Results of the study published recently in the New England Journal of Medicine showed that patients who got atezolizumab in addition to standard chemotherapy lived two months longer than those treated with chemotherapy alone.
“This is the first positive study for immunotherapy with chemotherapy in small-cell lung cancer,” said Leora Horn, MD, MSc, Ingram Associate Professor of Cancer Research and clinical director of Thoracic Oncology at Vanderbilt-Ingram Cancer Center (VICC).
“It is actually the first positive study in small-cell lung cancer — for a first line treatment — in three decades. There hasn’t really been a significant change in practice patterns with platinum and etoposide being standard of care. This trial is exciting because it the first time where we have achieved better patient outcomes with something other than chemotherapy.”
Results of the study were announced during the World Conference on Lung Cancer in Toronto. In the randomized trial, 201 patients were given atezolizumab with standard chemotherapy treatment while 202 patients received placebo with chemotherapy.

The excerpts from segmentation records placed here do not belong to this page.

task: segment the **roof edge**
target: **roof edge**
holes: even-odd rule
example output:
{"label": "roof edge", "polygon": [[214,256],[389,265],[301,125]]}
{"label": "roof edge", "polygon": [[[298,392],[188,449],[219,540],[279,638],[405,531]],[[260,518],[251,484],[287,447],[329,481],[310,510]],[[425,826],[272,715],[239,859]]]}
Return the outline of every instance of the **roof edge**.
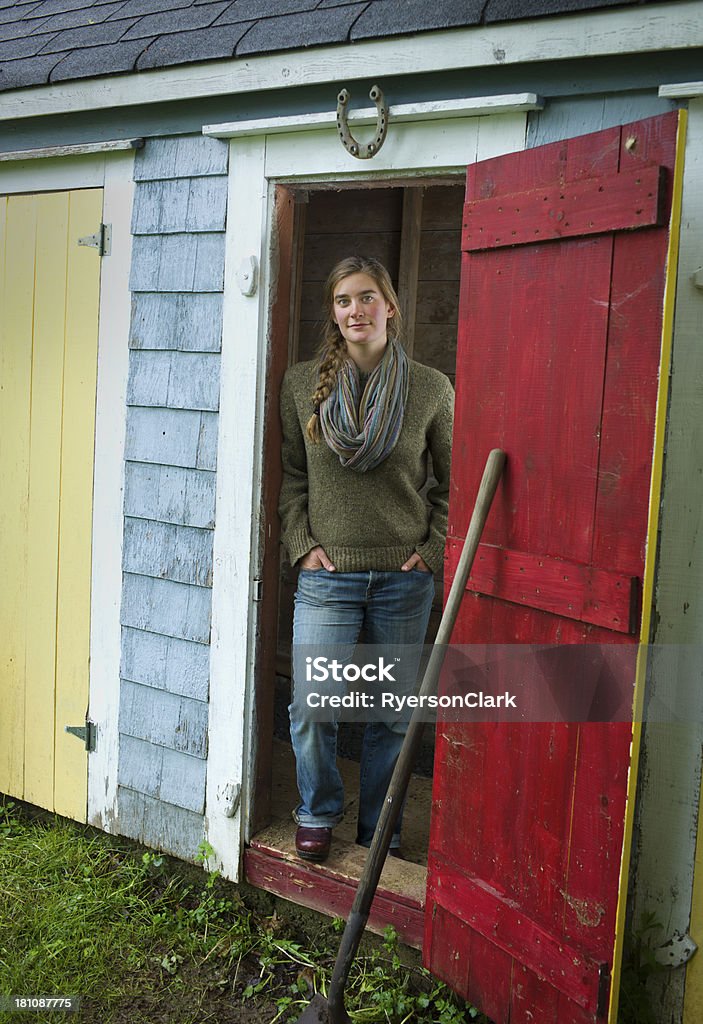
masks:
{"label": "roof edge", "polygon": [[[0,121],[345,80],[703,46],[700,0],[504,22],[0,93]],[[380,76],[380,66],[384,69]]]}

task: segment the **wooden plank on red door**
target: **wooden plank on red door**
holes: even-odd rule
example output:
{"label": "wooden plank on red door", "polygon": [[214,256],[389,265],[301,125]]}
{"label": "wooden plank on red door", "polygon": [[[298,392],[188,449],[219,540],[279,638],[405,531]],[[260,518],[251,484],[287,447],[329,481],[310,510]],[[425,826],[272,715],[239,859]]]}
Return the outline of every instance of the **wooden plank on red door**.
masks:
{"label": "wooden plank on red door", "polygon": [[[486,453],[508,466],[454,643],[636,642],[676,130],[666,115],[469,170],[488,242],[465,230],[447,587]],[[496,218],[517,196],[504,247]],[[567,201],[568,230],[546,231],[543,209]],[[548,239],[528,241],[530,223]],[[633,664],[618,662],[621,692]],[[631,732],[438,728],[426,963],[496,1021],[607,1015]],[[453,919],[449,970],[434,922]]]}

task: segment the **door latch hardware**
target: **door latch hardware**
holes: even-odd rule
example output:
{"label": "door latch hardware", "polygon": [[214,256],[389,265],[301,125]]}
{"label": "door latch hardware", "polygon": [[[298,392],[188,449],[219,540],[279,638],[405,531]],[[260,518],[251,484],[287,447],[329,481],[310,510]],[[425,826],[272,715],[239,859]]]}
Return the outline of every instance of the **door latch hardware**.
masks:
{"label": "door latch hardware", "polygon": [[374,86],[368,93],[368,97],[376,103],[377,114],[376,135],[372,141],[366,144],[357,142],[349,131],[347,108],[351,99],[351,94],[346,89],[342,89],[337,97],[337,130],[342,140],[342,145],[348,153],[351,153],[352,157],[356,157],[357,160],[370,160],[371,157],[375,157],[384,144],[386,132],[388,131],[388,106],[386,105],[384,94],[378,85]]}
{"label": "door latch hardware", "polygon": [[95,234],[86,234],[78,240],[79,246],[97,249],[99,256],[109,256],[113,251],[113,225],[100,224]]}
{"label": "door latch hardware", "polygon": [[97,728],[94,722],[88,722],[86,720],[85,725],[67,725],[63,728],[65,732],[70,732],[72,736],[78,736],[79,739],[82,739],[87,751],[92,752],[95,750]]}

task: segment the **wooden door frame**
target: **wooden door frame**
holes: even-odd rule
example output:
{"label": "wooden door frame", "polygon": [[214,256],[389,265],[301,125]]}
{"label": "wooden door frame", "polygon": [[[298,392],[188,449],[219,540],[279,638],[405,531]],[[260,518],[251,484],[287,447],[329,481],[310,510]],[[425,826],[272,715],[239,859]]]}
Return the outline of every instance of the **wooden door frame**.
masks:
{"label": "wooden door frame", "polygon": [[11,160],[8,157],[0,164],[0,194],[102,188],[102,220],[113,226],[112,253],[102,260],[99,292],[90,583],[90,700],[87,709],[90,721],[97,726],[97,743],[88,759],[87,815],[90,824],[117,833],[120,604],[134,150],[51,159]]}
{"label": "wooden door frame", "polygon": [[[262,817],[254,802],[267,799],[266,781],[258,784],[257,776],[266,764],[266,739],[260,744],[258,736],[267,728],[270,695],[259,699],[256,685],[265,669],[259,651],[266,647],[258,638],[273,635],[278,603],[272,507],[278,470],[271,472],[277,459],[275,430],[267,433],[266,427],[276,416],[281,359],[283,352],[288,355],[290,259],[284,250],[293,244],[293,218],[280,199],[276,214],[276,190],[281,197],[279,186],[402,184],[464,175],[469,163],[524,148],[528,109],[532,105],[481,116],[449,111],[445,118],[438,118],[436,110],[420,111],[416,120],[392,126],[372,162],[355,160],[335,131],[311,127],[306,116],[298,130],[290,119],[285,131],[265,121],[207,129],[208,135],[230,139],[230,171],[206,838],[214,850],[209,866],[233,881],[241,873],[245,843]],[[243,276],[252,268],[254,292]],[[265,481],[270,483],[266,488]]]}

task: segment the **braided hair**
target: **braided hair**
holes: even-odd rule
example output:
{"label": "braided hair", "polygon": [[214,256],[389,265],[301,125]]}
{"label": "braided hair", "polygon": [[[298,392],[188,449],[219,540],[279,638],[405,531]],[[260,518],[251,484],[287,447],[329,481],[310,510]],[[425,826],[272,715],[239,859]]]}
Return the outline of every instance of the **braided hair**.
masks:
{"label": "braided hair", "polygon": [[398,338],[402,328],[398,296],[393,288],[391,275],[383,263],[371,256],[347,256],[335,264],[324,284],[326,318],[322,328],[322,342],[318,352],[317,386],[312,394],[313,414],[306,425],[307,435],[315,443],[319,441],[321,434],[319,408],[334,390],[337,384],[337,375],[347,361],[347,343],[335,319],[335,292],[339,283],[352,273],[366,273],[372,278],[386,302],[395,309],[395,315],[388,321],[389,338]]}

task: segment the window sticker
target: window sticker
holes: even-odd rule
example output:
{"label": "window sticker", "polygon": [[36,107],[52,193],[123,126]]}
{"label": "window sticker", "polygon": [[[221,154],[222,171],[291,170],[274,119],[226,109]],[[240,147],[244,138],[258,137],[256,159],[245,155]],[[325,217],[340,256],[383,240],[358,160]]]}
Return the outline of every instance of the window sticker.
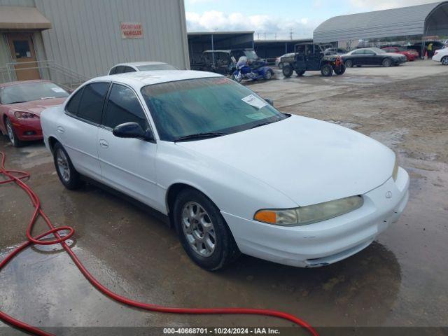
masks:
{"label": "window sticker", "polygon": [[65,92],[65,90],[62,88],[52,88],[51,90],[55,92]]}
{"label": "window sticker", "polygon": [[248,118],[253,119],[254,120],[260,120],[262,119],[265,119],[266,118],[267,118],[267,115],[266,115],[262,112],[258,112],[258,113],[253,114],[246,114],[246,116]]}
{"label": "window sticker", "polygon": [[262,107],[267,105],[267,103],[263,102],[260,98],[254,96],[253,94],[249,94],[247,97],[241,98],[241,100],[246,104],[248,104],[251,106],[256,107],[257,108],[261,108]]}

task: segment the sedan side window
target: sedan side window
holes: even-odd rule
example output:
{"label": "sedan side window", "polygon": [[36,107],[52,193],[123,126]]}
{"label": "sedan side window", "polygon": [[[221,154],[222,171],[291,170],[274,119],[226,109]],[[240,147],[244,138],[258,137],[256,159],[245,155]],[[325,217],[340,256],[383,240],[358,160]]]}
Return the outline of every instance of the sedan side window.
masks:
{"label": "sedan side window", "polygon": [[113,129],[125,122],[136,122],[143,130],[148,128],[145,113],[134,91],[126,86],[113,84],[103,125]]}
{"label": "sedan side window", "polygon": [[67,104],[65,106],[65,111],[71,114],[78,114],[78,108],[79,107],[79,102],[81,100],[81,96],[83,95],[83,88],[81,88],[74,96],[70,99]]}
{"label": "sedan side window", "polygon": [[85,85],[79,104],[78,117],[95,124],[101,122],[103,103],[109,85],[108,83],[93,83]]}

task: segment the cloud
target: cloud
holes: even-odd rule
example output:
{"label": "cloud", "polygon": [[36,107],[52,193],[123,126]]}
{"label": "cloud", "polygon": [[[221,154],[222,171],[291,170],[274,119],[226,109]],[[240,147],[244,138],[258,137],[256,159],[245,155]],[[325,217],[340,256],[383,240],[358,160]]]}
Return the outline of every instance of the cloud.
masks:
{"label": "cloud", "polygon": [[189,31],[235,31],[254,30],[255,38],[289,38],[293,29],[294,38],[309,38],[319,22],[313,22],[307,18],[273,18],[267,15],[245,15],[235,12],[230,14],[218,10],[209,10],[202,13],[186,12],[187,29]]}
{"label": "cloud", "polygon": [[350,0],[350,4],[356,8],[365,10],[379,10],[382,9],[396,8],[407,6],[430,4],[436,0]]}

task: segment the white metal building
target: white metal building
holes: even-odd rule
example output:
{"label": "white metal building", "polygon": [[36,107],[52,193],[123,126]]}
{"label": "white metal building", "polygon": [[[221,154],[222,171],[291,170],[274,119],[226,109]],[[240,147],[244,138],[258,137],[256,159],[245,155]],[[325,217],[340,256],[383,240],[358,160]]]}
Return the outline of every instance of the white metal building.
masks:
{"label": "white metal building", "polygon": [[136,61],[188,68],[183,0],[0,0],[0,81],[74,86]]}

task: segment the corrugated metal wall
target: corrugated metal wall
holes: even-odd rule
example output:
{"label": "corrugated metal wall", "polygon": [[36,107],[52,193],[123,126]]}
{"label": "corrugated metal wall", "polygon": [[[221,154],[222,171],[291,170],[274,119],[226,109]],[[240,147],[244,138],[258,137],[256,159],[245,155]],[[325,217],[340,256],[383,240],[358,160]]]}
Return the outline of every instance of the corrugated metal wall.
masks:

The median overall survival was 12.3 months in the atezolizumab group and 10.3 months in the placebo group.
“The median survival for a patient with incurable small-cell lung cancer is less than one year,” Horn said. “A lot of studies will quote a survival of around nine months in patients with advanced stage disease. This is the first phase III study where survival is just more than one year for patients treated with combination therapy and immunotherapy in advanced stage disease.”
The global trial was supported by F. Hoffman-La Roche/Genentech, a member of the Roche Group. The pharmaceutical company is the maker of atezolizumab, which received approval as a treatment for another type of lung cancer, non-small cell lung cancer, from the U.S. Food and Drug Administration (FDA) in October 2016.
“What’s interesting about immunotherapy drugs is it is the first time that we have seen a single class of drugs transcend so many different tumor types,” Horn said. “They are already FDA approved in melanoma, in non-small cell lung cancer, in lymphoma, in kidney cancer, in head and neck cancer and in bladder cancer. Now, we can hopefully add small-cell lung cancer to that list. It is not yet FDA approved, but I would anticipate regulatory approval because this is a positive study and it is practice changing for these patients.”
Given the success in advanced-stage disease, there are similar ongoing trials with other checkpoint inhibitors for patients with stage II and stage III small-cell lung cancer.
“There is a study with a different company that we are going to be participating in that is going to take people who have earlier stage disease that can be curable with chemotherapy and radiation, because small-cell lung cancer tends not to be an operative disease,” Horn said.
“Even with those patients who get chemotherapy and radiation upfront, only 25 percent are cured. Seventy-five percent will eventually end up with stage IV disease. We will try to see if chemotherapy and radiation followed by immunotherapy can improve survival for those patients.”